A REPORT by the Financial Times has found that 14% of roles within the financial Conduct Authority remain empty despite a recruitment drive.

The FT obtained the information through a Freedom of Information Act which also uncovered the fact that staff morale was low, with only 30% of employees believing the FCA was a great place to work. Just 12 months ago the rating was 70%.

There was also reduced belief in the FCA’s leadership team, said the FT.

The findings come against a background of change at the FCA and organisational expansion.

The regulator has moved some of its core systems to the cloud while also rolling out new analytical tools to provide improved risk visibility of firms.

It has also expanded its operations to include Edinburgh in Scotland and Leeds in the north, chief executive Nikhil Rathi saying that “500 new colleagues have joined us and we expect nearly 1000 to have done so by the end of the year”.

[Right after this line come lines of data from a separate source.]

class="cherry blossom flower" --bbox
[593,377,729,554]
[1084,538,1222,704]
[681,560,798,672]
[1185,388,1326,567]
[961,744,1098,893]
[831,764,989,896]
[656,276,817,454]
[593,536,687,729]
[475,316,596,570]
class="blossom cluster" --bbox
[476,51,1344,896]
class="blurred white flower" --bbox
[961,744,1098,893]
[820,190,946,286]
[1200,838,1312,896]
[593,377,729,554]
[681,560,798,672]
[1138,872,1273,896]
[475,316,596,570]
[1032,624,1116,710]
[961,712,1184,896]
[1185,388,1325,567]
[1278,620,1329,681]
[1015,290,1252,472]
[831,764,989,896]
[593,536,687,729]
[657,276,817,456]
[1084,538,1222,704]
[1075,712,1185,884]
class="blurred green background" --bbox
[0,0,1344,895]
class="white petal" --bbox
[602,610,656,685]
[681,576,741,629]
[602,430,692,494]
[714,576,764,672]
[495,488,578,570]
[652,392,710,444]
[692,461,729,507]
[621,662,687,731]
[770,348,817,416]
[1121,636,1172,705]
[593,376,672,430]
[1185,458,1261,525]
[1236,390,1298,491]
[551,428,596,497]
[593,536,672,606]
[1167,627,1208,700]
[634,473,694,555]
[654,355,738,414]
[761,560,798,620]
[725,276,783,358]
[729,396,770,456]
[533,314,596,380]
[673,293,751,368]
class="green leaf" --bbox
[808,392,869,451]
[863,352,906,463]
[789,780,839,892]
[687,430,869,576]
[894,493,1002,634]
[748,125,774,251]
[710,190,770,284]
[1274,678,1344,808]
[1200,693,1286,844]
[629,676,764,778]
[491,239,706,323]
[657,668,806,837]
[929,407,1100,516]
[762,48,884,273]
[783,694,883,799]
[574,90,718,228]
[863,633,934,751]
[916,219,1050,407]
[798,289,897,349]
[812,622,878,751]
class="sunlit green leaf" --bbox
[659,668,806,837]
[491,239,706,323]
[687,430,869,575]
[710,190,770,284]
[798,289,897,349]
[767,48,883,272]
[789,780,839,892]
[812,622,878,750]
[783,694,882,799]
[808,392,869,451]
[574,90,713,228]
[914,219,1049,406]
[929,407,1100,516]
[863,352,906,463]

Nevertheless, leasing brokers have privately voiced their disquiet at how long it is taking to acquire appropriate permissions from the FCA, which has been impacting their trading viability.

With seemingly fewer staff to service leasing brokers, there is a growing tide of frustration that the FCA is becoming a barrier to trade.

It comes at a time of renewed regulation for the broker sector with the FCA’s change to Consumer Duty and its outcomes-focused approach to customers.